My question is where do I place his cursors.py module so I can import it and try it?
Solved! Go to Solution.
Does this answer your question: 6.1.2. The Module Search Path — Python 2.7.14 documentation
I would look into modifying the sys.path.
Does this answer your question: 6.1.2. The Module Search Path — Python 2.7.14 documentation
I would look into modifying the sys.path.

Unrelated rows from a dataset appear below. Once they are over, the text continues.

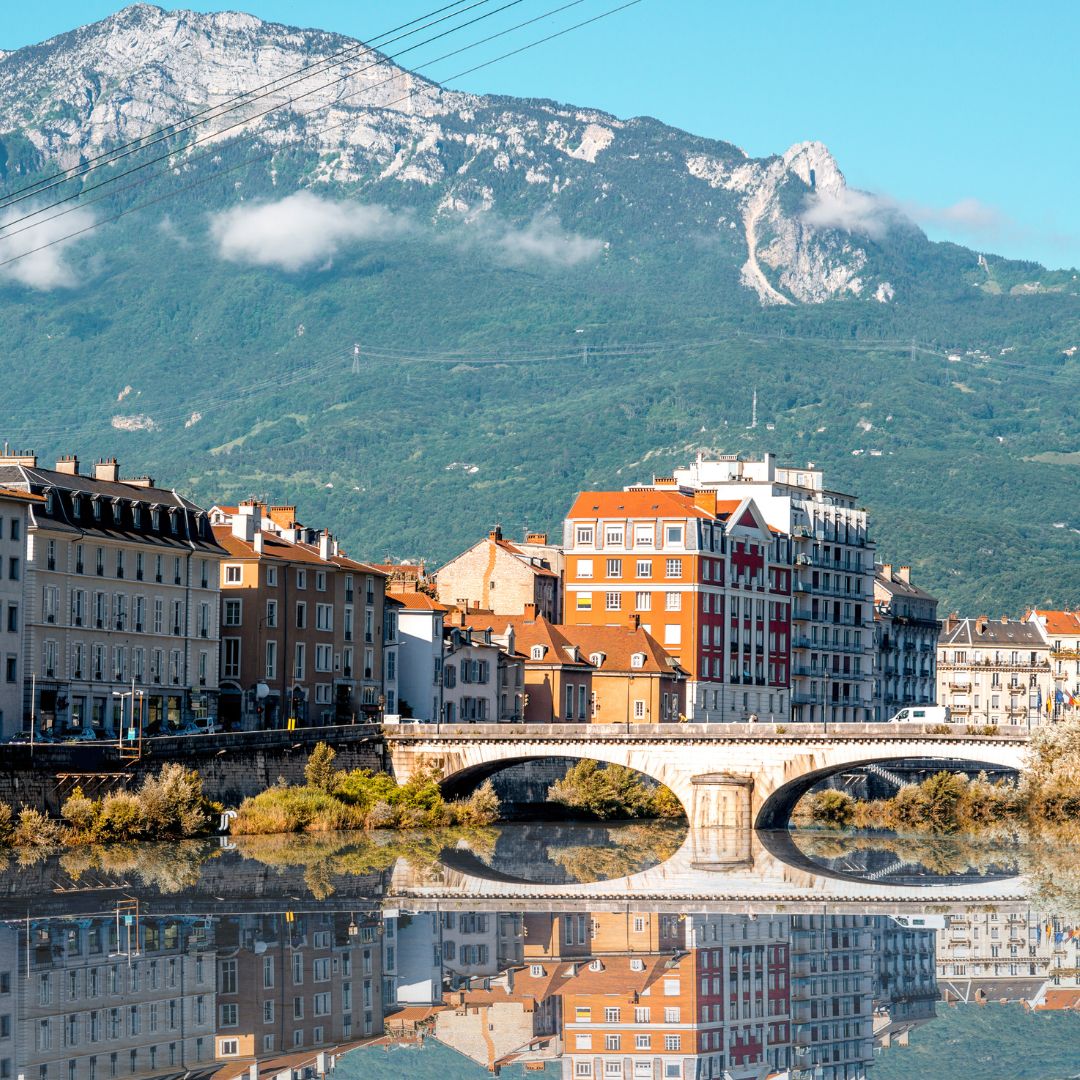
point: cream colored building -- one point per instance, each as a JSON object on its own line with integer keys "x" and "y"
{"x": 120, "y": 592}
{"x": 1061, "y": 630}
{"x": 994, "y": 671}
{"x": 499, "y": 576}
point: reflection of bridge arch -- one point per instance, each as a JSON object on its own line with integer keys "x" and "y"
{"x": 729, "y": 774}
{"x": 714, "y": 867}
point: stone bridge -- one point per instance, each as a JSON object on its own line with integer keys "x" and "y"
{"x": 725, "y": 774}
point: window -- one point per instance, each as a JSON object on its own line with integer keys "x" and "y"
{"x": 230, "y": 658}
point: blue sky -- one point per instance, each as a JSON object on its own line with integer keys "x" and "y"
{"x": 964, "y": 112}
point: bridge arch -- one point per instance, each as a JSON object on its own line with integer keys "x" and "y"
{"x": 775, "y": 810}
{"x": 728, "y": 775}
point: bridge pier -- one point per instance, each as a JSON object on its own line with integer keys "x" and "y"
{"x": 720, "y": 800}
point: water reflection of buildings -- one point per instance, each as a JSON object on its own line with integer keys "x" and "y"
{"x": 647, "y": 996}
{"x": 630, "y": 996}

As I followed Joshua's suggestion, I looked here as well ( just 'cuz it was the first hit on my google search)#: How to change sys.path or PYTHONPATH in Python - Ask Xmodulo which has a couple of ways to change the sys.path. For example:
import sys
print(sys.path)
Which gives you an idea of where to place such a script. In my case, I get:
['', u'c:\\program files (x86)\\arcgis\\desktop10.5\\arcpy', 'c:\\program files (x86)\\arcgis\\desktop10.5\\bin', 'c:\\program files (x86)\\arcgis\\desktop10.5\\ArcPy', 'c:\\program files (x86)\\arcgis\\desktop10.5\\ArcToolbox\\Scripts', 'C:\\windows\\SYSTEM32\\python27.zip', 'C:\\Python27\\ArcGIS10.5\\Lib', 'C:\\Python27\\ArcGIS10.5\\DLLs', 'C:\\Python27\\ArcGIS10.5\\Lib\\lib-tk', 'C:\\Users\\JBorgione\\Desktop', 'C:\\Python27\\ArcGIS10.5', 'C:\\Python27\\ArcGIS10.5\\lib\\site-packages']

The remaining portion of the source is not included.